I looked around but maybe I missed it.

Just cloned the windows install I have and it took like an hour and a half. The funny part is afterwards I used mbr2gpt.
 
Has anyone had success on the mid 2009 iMac? I can't even boot the installer.
Ok I was finally able to boot various windows 8 and 10 installers. However, they take a long time to get to the installer welcome page, and then when I try to use diskpart the internal HDD doesn't seem to be recognized correctly. Everything with diskpart is super slow and none of the commands I run seem to work correctly.

Does anyone have any advice for what I might try next?
 
Well just checking in, I managed to get this working on my Macbook Pro.
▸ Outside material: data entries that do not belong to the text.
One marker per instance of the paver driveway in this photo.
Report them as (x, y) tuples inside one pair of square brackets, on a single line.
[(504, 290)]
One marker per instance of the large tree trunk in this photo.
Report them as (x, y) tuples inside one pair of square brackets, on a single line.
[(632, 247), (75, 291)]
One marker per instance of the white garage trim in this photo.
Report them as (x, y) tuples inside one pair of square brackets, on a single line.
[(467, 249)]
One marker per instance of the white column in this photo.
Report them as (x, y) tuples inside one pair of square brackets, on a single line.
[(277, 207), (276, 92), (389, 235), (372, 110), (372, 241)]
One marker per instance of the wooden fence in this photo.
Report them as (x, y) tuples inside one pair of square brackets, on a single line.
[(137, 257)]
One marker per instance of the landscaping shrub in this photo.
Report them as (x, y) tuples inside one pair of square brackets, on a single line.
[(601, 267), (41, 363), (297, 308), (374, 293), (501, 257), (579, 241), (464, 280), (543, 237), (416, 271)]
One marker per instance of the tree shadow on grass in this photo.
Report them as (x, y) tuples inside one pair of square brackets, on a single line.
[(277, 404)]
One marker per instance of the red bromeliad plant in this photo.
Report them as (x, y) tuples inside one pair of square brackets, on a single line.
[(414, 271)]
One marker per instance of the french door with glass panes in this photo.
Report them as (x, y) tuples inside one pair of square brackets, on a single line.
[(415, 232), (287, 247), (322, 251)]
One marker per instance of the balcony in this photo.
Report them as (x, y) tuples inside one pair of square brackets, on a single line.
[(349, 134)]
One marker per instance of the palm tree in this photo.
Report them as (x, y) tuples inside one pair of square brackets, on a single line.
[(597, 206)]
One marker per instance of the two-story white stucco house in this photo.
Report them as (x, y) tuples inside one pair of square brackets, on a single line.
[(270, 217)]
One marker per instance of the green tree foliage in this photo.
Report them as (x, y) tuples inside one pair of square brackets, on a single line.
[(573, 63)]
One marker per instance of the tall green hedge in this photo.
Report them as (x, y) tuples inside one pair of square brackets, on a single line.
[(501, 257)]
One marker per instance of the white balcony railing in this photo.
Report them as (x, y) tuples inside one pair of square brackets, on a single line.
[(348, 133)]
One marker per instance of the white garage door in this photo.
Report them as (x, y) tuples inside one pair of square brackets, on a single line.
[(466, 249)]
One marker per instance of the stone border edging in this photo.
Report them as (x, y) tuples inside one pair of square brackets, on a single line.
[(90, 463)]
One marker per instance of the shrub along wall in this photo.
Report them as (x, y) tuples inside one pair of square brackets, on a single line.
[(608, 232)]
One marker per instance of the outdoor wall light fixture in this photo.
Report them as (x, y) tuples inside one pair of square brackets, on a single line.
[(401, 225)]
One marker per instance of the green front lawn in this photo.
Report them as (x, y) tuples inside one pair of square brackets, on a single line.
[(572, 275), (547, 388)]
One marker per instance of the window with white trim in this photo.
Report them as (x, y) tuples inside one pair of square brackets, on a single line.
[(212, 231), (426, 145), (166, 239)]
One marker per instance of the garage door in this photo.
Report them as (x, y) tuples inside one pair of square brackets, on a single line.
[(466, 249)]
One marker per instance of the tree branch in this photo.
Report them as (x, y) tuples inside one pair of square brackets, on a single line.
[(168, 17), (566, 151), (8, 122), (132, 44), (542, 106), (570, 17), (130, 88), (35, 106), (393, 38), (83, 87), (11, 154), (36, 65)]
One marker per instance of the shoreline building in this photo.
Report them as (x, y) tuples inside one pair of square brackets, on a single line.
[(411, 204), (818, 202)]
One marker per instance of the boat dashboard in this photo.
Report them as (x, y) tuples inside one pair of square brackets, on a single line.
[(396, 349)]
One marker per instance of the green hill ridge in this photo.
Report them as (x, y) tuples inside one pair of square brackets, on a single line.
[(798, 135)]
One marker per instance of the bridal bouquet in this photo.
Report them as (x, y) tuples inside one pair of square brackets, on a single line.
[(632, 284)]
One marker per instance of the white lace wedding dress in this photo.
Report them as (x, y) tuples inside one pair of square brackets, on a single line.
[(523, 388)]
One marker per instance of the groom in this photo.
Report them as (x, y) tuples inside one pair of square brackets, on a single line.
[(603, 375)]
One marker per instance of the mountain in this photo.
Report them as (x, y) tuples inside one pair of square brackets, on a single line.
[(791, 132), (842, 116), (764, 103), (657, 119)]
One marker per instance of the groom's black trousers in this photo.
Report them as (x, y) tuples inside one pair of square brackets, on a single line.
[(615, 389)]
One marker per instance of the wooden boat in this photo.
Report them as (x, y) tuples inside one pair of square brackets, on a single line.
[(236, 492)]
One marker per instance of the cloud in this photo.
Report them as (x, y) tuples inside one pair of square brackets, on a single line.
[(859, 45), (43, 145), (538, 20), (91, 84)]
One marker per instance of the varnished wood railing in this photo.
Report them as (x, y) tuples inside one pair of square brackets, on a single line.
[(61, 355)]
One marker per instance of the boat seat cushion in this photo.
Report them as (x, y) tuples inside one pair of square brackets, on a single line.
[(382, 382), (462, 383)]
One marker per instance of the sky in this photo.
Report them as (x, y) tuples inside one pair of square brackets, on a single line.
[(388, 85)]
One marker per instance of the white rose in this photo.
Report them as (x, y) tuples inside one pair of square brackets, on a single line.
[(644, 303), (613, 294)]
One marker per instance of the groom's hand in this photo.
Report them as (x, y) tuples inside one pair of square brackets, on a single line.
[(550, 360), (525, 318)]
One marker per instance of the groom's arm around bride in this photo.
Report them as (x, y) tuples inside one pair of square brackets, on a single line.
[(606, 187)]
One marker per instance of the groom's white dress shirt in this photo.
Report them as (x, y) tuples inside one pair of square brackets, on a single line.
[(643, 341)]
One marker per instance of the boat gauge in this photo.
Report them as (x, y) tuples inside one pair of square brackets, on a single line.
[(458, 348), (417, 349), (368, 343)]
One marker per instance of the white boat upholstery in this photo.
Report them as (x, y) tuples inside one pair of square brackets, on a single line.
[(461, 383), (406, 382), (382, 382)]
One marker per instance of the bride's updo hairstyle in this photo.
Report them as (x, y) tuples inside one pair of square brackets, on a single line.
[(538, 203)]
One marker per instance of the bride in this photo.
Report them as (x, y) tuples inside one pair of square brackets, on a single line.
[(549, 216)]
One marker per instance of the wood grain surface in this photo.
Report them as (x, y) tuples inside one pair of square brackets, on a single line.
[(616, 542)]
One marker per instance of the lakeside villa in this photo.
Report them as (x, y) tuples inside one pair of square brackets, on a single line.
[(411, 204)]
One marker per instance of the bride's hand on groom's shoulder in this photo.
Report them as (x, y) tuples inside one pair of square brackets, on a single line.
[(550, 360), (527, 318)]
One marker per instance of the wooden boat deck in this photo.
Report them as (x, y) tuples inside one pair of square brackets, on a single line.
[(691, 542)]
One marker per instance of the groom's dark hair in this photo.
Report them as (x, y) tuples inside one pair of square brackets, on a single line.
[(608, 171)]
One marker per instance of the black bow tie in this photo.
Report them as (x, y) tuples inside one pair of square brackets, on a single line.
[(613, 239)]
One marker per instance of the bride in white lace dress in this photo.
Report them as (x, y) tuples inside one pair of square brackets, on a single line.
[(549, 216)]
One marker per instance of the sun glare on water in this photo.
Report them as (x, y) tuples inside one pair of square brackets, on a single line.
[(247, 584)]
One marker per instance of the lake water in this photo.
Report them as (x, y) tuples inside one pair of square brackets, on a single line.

I am not having very much success reproducing this on my Mac Pro. However, I believe this is because I integrated all boot camp drivers into my install.wim file and not just the Nvidia drivers. I will check back sometime tomorrow with my findings.
9
Hi,

Does anyone have the EFI script for the :

iMac11,1 ("Core i5" 2.66 27-Inch Late 2009 with ATI Radeon HD 4850) ;
MacBook6,11 ("Core 2 Duo" 2.26 13" Uni/Late 09 with geforce 9400) ;

Thanks in advance ...
Hi did you find the efi script for 2009 late 27 Inch with ati video card. Would be so greatfull if you could share.
Hi,

Does anyone have the EFI script for the :

iMac11,1 ("Core i5" 2.66 27-Inch Late 2009 with ATI Radeon HD 4850) ;
MacBook6,11 ("Core 2 Duo" 2.26 13" Uni/Late 09 with geforce 9400) ;

Thanks in advance ...
Hi can you share efi script Imac late 2009 ati 4850
Thanks
 
away8907 checking back in after a conversation reminded me of this endeavor. Wild that it has 46 pages today.
 
Now that it's morning, I can go into more detail with this:
1) It's legal as long as the user (the owner of the device) is responsible for the modification.
2) It's hard to explain to the users that they are buying an application that modifies the flash and that they take all responsibility over bricking their device (and voiding the warranty in the process). They are paying hard money to brick their device.
3) If the user updates his firmware, he would need to reinstall the application in the firmware.
The process would be the following:
a) I generate a EFI Firmware Volume containing the Boot DXE (Posts the OptionROM and sets the VGA regs and switches the gMux to the correct video card) and the Runtime DXE (provides the RS->QueryVariableInfo service) and possibly other goodies (say some not yet written filesystem drivers like NTFS, ExFAT, EXT4, ZFS, etc.).
b) The user runs the setup application that sets the correct NVRAM variables and adds the Firmware Volume as an EFI FFS File in main Firmware Volume.
c) When the machine reboots, the DXE dispatcher automatically loads the Boot DXE and the Runtime from the Firmware Volume and runs them DXE _BEFORE_ loading the BootPicker. As a result, you can run Windows Vista SP1+, 7 and 8 straight from the original DVD.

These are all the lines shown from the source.